The state is reporting a 5.1% positive test rate for the county, a .8% improvement over last week and, perhaps, the best in the county in nearly a year. The county is reporting 346,427 vaccinations have been given in the county, with 19,700 of those given in the last seven days. Over 23,000 were given the previous week. 41.72% of Knox County residents have gotten at least one shot, up almost 1% from last week. 159,488 county residents (33.3%) are fully vaccinated, up from 30.1% a week ago. The county continues to lead the state by about 6% in first vaccinations and 5% full vaccinations. The county is close to the U.S. average for vaccinations (45%/33%).

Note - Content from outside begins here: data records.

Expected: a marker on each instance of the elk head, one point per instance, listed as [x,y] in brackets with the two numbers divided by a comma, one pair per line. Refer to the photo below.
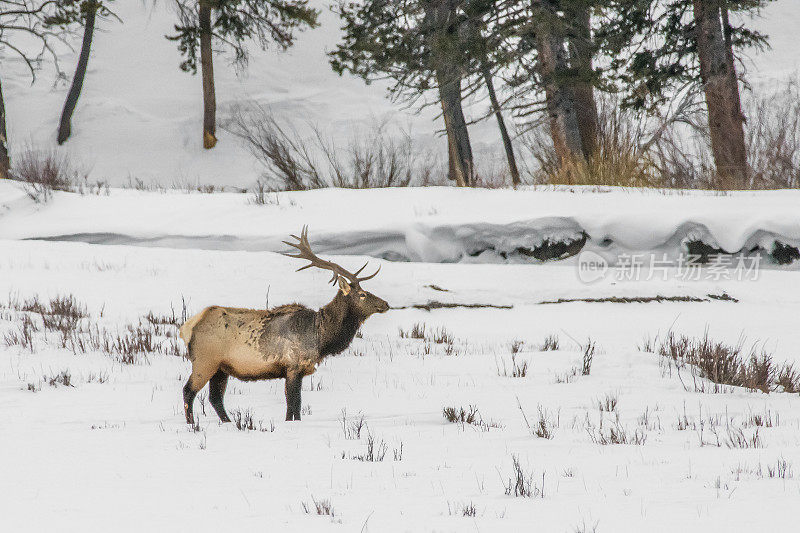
[362,302]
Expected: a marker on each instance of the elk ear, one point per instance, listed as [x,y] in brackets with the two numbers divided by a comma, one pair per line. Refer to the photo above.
[344,286]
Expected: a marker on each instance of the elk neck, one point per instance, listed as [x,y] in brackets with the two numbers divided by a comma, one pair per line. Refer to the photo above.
[337,324]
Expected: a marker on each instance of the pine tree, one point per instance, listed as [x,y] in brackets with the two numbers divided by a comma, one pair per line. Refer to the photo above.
[661,45]
[233,23]
[83,12]
[43,22]
[551,71]
[421,45]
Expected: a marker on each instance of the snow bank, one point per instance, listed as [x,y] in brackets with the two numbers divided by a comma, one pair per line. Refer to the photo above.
[424,224]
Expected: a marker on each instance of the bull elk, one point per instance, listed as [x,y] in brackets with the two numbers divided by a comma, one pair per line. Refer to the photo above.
[283,342]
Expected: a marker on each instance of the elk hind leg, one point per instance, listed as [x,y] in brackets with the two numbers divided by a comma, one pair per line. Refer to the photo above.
[216,386]
[198,379]
[294,384]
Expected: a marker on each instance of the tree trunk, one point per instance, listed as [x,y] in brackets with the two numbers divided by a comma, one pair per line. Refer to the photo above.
[65,127]
[5,162]
[207,67]
[512,161]
[559,94]
[459,147]
[718,73]
[581,59]
[438,30]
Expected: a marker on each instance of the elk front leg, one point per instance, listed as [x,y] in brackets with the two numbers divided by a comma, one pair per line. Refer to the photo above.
[294,383]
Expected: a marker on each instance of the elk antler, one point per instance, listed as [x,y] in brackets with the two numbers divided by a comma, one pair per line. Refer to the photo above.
[304,252]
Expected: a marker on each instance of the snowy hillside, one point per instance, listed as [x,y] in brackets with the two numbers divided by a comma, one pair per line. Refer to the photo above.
[139,116]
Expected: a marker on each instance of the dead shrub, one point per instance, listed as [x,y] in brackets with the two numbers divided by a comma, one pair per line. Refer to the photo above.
[588,357]
[518,369]
[550,343]
[376,450]
[45,171]
[545,427]
[352,427]
[470,416]
[321,507]
[729,365]
[379,156]
[63,378]
[460,415]
[521,484]
[672,150]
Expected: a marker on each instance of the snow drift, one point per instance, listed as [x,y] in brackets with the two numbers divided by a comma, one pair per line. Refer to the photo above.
[437,225]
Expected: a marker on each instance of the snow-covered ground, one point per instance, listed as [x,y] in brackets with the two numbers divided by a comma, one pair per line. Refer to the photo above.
[112,450]
[443,224]
[139,116]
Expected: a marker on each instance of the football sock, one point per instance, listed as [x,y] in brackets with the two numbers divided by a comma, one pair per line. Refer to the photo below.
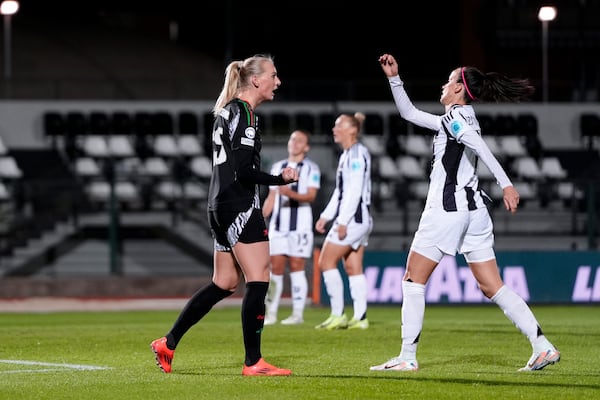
[518,312]
[274,296]
[335,290]
[413,312]
[299,285]
[253,319]
[197,307]
[358,292]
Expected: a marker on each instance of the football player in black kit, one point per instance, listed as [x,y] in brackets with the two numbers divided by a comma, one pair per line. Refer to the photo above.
[241,246]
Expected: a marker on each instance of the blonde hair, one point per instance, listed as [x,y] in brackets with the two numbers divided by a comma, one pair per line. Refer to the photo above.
[356,120]
[237,76]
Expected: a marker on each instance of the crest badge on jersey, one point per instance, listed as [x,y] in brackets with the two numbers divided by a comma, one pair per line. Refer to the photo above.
[456,127]
[250,134]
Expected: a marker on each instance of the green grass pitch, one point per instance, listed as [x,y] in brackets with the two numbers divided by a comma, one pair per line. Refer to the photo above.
[465,352]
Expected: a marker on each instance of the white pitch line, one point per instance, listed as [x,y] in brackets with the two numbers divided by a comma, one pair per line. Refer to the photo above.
[78,367]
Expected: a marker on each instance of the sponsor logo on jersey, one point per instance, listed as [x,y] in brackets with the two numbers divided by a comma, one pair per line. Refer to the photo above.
[250,132]
[456,127]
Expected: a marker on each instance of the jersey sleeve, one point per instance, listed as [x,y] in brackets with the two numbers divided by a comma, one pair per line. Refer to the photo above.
[407,109]
[464,133]
[353,191]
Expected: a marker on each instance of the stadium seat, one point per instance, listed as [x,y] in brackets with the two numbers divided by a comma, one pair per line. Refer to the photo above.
[9,168]
[305,121]
[374,144]
[409,167]
[374,124]
[189,145]
[99,123]
[201,166]
[527,168]
[187,123]
[589,128]
[418,145]
[388,170]
[552,168]
[54,127]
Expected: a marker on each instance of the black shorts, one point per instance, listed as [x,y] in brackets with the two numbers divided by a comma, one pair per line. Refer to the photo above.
[229,228]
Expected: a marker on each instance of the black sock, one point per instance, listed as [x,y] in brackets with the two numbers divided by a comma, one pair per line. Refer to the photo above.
[196,308]
[253,319]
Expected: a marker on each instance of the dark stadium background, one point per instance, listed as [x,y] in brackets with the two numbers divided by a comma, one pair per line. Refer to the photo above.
[327,50]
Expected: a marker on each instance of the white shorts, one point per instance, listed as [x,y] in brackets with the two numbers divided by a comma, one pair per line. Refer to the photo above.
[457,231]
[291,244]
[357,234]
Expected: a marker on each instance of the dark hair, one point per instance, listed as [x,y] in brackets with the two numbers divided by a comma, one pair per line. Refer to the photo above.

Updated metrics from the Knox County Health Department are green for cases, health capacity and hospital capacity and yellow for both testing and deaths. The metrics are based on a two-week window and while the metric for deaths shifted from green to yellow, that was due to the six deaths reported last week and, unless there is a surge of deaths, should return to green next week.
I’ve been including a link to the New York Times page for Knox Countyfor several weeks, as it gives their detailed analysis of where each county in the U.S. stands. A reader pointed out last week that their standards for each category are very strict. The great thing about the site, in my opinion, is that all the data is there and you can make your own determination. I don’t know of any other source that lays out that much data down to a county level. In good news, this week they dropped their estimate of our risk level from extremely high to high as our metrics continue to improve.
Active case numbers in Knox Count Schools have fallen to 44 from 56 reported a week ago. The University of Tennessee is reporting just 7 active cases, down from 14 a week ago.